The Pieta House rural suicide intervention initiative aims to equip 500,000 people with the knowledge to spot the signs of suicidal behaviour.
“We are going to make the invisible visible,” Ms Freeman said yesterday. “We are going to make sure that everyone knows the signs and symptoms of suicide. We’re going to very, very gently bring the subject of suicide into the family home, not to normalise it but to make sure that people are not afraid.”
She added that this campaign was aimed at farm families because research showed that more lives were saved by family, friends, colleagues and neighbours than by institutions like her suicide charity.

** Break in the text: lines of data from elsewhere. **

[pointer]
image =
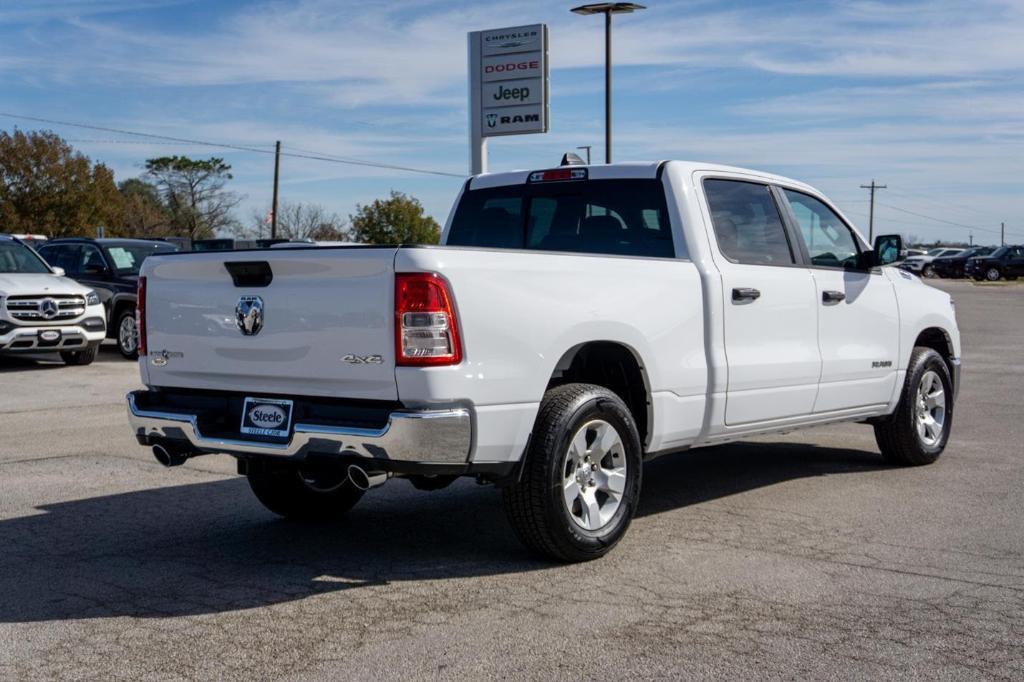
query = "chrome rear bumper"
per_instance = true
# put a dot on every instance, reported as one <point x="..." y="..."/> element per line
<point x="433" y="436"/>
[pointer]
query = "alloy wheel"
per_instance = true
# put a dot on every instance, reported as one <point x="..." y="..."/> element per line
<point x="930" y="415"/>
<point x="594" y="473"/>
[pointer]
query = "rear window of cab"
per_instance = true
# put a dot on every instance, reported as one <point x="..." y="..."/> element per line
<point x="627" y="217"/>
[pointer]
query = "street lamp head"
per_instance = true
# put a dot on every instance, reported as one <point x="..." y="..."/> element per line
<point x="608" y="8"/>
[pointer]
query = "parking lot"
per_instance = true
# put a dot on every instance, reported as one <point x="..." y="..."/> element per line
<point x="797" y="556"/>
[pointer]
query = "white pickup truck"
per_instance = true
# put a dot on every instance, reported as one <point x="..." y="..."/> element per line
<point x="576" y="323"/>
<point x="43" y="311"/>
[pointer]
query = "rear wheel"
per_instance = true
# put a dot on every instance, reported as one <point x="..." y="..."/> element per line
<point x="581" y="481"/>
<point x="128" y="335"/>
<point x="81" y="357"/>
<point x="306" y="493"/>
<point x="916" y="433"/>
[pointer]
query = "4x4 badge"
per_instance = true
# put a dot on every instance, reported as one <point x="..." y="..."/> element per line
<point x="363" y="359"/>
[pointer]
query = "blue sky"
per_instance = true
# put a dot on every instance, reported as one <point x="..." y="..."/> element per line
<point x="927" y="97"/>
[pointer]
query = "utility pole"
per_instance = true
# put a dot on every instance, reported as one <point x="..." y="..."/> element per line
<point x="870" y="215"/>
<point x="607" y="8"/>
<point x="273" y="205"/>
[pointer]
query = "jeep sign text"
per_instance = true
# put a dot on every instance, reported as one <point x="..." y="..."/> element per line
<point x="509" y="72"/>
<point x="504" y="93"/>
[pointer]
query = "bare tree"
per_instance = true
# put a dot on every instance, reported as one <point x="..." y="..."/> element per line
<point x="299" y="221"/>
<point x="194" y="193"/>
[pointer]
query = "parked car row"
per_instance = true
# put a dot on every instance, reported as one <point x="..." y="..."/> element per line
<point x="991" y="263"/>
<point x="68" y="295"/>
<point x="110" y="267"/>
<point x="1003" y="263"/>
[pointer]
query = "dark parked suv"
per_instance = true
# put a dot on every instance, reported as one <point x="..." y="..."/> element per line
<point x="1004" y="263"/>
<point x="111" y="268"/>
<point x="953" y="266"/>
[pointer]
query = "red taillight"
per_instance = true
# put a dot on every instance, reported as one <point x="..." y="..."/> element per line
<point x="140" y="314"/>
<point x="426" y="331"/>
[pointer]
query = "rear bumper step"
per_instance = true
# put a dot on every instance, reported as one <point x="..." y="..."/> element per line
<point x="431" y="436"/>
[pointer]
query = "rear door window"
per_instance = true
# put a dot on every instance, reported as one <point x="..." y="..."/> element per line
<point x="829" y="242"/>
<point x="68" y="256"/>
<point x="620" y="217"/>
<point x="748" y="224"/>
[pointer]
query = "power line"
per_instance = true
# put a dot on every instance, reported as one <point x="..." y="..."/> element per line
<point x="930" y="217"/>
<point x="226" y="145"/>
<point x="935" y="200"/>
<point x="870" y="215"/>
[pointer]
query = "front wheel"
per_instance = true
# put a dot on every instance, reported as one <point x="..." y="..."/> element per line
<point x="304" y="493"/>
<point x="916" y="433"/>
<point x="128" y="335"/>
<point x="581" y="481"/>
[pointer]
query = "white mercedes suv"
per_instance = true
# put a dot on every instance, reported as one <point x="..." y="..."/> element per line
<point x="42" y="311"/>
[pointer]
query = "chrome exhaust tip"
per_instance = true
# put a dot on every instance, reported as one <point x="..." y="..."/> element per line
<point x="169" y="457"/>
<point x="365" y="480"/>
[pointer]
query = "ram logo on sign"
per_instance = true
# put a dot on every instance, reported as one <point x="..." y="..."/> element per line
<point x="509" y="88"/>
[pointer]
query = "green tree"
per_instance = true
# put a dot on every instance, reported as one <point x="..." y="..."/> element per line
<point x="46" y="186"/>
<point x="398" y="219"/>
<point x="193" y="190"/>
<point x="144" y="214"/>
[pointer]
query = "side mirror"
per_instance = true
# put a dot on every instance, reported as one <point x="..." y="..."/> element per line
<point x="887" y="249"/>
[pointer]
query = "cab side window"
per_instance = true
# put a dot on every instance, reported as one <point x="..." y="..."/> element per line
<point x="748" y="224"/>
<point x="67" y="256"/>
<point x="829" y="243"/>
<point x="92" y="260"/>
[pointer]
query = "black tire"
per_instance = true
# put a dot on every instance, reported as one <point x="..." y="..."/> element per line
<point x="897" y="436"/>
<point x="535" y="505"/>
<point x="127" y="347"/>
<point x="81" y="357"/>
<point x="306" y="494"/>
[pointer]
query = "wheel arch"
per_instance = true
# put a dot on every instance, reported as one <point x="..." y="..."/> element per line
<point x="616" y="367"/>
<point x="941" y="342"/>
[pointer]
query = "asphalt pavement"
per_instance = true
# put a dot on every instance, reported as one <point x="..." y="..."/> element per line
<point x="794" y="556"/>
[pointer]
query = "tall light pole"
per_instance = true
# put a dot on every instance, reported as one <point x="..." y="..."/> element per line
<point x="870" y="220"/>
<point x="607" y="8"/>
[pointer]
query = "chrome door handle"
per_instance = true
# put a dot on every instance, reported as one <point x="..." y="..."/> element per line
<point x="745" y="294"/>
<point x="833" y="297"/>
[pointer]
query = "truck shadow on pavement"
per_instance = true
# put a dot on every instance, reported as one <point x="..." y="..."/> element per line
<point x="40" y="361"/>
<point x="209" y="547"/>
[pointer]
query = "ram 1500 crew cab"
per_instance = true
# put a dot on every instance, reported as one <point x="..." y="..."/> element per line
<point x="41" y="310"/>
<point x="576" y="322"/>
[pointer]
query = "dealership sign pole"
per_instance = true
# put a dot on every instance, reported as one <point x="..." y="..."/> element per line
<point x="508" y="86"/>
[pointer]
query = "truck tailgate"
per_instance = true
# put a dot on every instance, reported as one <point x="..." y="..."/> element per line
<point x="328" y="325"/>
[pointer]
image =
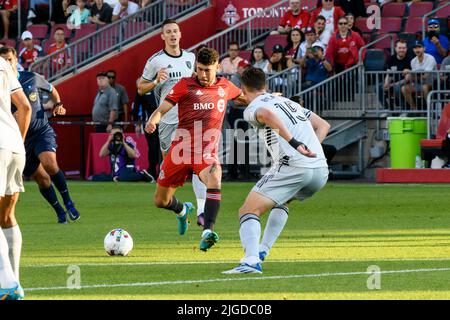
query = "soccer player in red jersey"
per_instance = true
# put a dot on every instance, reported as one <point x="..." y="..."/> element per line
<point x="202" y="101"/>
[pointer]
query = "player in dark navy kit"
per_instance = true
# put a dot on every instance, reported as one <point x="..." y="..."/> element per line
<point x="40" y="142"/>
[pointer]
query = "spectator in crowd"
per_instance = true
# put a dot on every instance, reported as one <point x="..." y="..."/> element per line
<point x="323" y="35"/>
<point x="236" y="170"/>
<point x="436" y="44"/>
<point x="419" y="83"/>
<point x="123" y="9"/>
<point x="342" y="50"/>
<point x="122" y="95"/>
<point x="106" y="104"/>
<point x="354" y="7"/>
<point x="310" y="38"/>
<point x="293" y="50"/>
<point x="101" y="13"/>
<point x="7" y="8"/>
<point x="278" y="60"/>
<point x="330" y="12"/>
<point x="259" y="58"/>
<point x="143" y="107"/>
<point x="80" y="15"/>
<point x="122" y="155"/>
<point x="317" y="66"/>
<point x="60" y="11"/>
<point x="230" y="63"/>
<point x="398" y="62"/>
<point x="351" y="22"/>
<point x="63" y="58"/>
<point x="295" y="17"/>
<point x="445" y="76"/>
<point x="30" y="52"/>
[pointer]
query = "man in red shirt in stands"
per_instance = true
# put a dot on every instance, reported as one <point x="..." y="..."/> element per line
<point x="30" y="51"/>
<point x="7" y="7"/>
<point x="293" y="18"/>
<point x="343" y="48"/>
<point x="331" y="13"/>
<point x="202" y="100"/>
<point x="62" y="59"/>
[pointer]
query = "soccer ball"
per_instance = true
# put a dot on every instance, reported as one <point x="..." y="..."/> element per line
<point x="118" y="242"/>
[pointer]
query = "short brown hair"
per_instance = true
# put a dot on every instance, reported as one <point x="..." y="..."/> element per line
<point x="7" y="49"/>
<point x="207" y="56"/>
<point x="254" y="79"/>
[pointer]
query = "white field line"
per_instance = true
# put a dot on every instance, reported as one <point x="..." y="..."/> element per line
<point x="162" y="263"/>
<point x="296" y="276"/>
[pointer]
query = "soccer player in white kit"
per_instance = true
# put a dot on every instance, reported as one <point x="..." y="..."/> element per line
<point x="293" y="136"/>
<point x="12" y="162"/>
<point x="162" y="71"/>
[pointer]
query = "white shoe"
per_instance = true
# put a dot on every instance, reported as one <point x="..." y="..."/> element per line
<point x="244" y="268"/>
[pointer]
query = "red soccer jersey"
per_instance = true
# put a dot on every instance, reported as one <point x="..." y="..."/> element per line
<point x="201" y="111"/>
<point x="295" y="21"/>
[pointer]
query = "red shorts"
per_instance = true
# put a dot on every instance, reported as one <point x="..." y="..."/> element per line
<point x="175" y="171"/>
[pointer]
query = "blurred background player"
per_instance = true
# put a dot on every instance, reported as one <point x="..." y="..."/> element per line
<point x="40" y="142"/>
<point x="162" y="71"/>
<point x="12" y="162"/>
<point x="195" y="146"/>
<point x="299" y="167"/>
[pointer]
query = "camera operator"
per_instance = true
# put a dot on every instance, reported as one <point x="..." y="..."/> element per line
<point x="436" y="44"/>
<point x="122" y="159"/>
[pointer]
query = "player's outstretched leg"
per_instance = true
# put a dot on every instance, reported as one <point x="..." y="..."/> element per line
<point x="212" y="176"/>
<point x="48" y="160"/>
<point x="165" y="199"/>
<point x="250" y="232"/>
<point x="275" y="223"/>
<point x="48" y="192"/>
<point x="200" y="194"/>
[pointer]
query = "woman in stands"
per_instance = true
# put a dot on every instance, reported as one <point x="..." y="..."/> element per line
<point x="294" y="39"/>
<point x="259" y="59"/>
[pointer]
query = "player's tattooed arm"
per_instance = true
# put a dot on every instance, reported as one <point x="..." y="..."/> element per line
<point x="156" y="116"/>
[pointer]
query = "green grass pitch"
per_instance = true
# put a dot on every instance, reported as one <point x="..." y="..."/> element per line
<point x="324" y="252"/>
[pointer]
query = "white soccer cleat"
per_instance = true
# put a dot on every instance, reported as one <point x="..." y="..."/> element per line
<point x="245" y="268"/>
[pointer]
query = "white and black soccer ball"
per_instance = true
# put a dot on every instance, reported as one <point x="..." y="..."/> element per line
<point x="118" y="242"/>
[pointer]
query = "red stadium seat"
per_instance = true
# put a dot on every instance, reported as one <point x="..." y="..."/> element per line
<point x="385" y="43"/>
<point x="419" y="9"/>
<point x="393" y="9"/>
<point x="38" y="31"/>
<point x="413" y="25"/>
<point x="273" y="40"/>
<point x="389" y="25"/>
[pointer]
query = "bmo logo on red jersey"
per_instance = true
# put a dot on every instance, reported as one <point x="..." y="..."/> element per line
<point x="204" y="106"/>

Information booklets will be sent to farm families, giving advice on how to recognise the signs and symptoms of suicidal behaviour and explaining what to do if someone is in crisis.
The campaign was launched by Fine Gael TD Helen McEntee whose father Shane, a former minister of State, died by suicide last year. She hoped it would help to prevent other families from experiencing the pain of suicide. “If it does save a life or save 10 lives or if it does mean that another family isn’t in the same position that we are in now then yes, I definitely think it is worth it.”
Ms McEntee added that it was fitting the campaign was being launched in Meath. “It’s a rural county . . . it’s a very large agricultural community and unfortunately in the last year we’ve lost many great men by suicide, one of them being my dad, who was a farmer and a rural man all his life and obviously was connected with the Department of Agriculture.”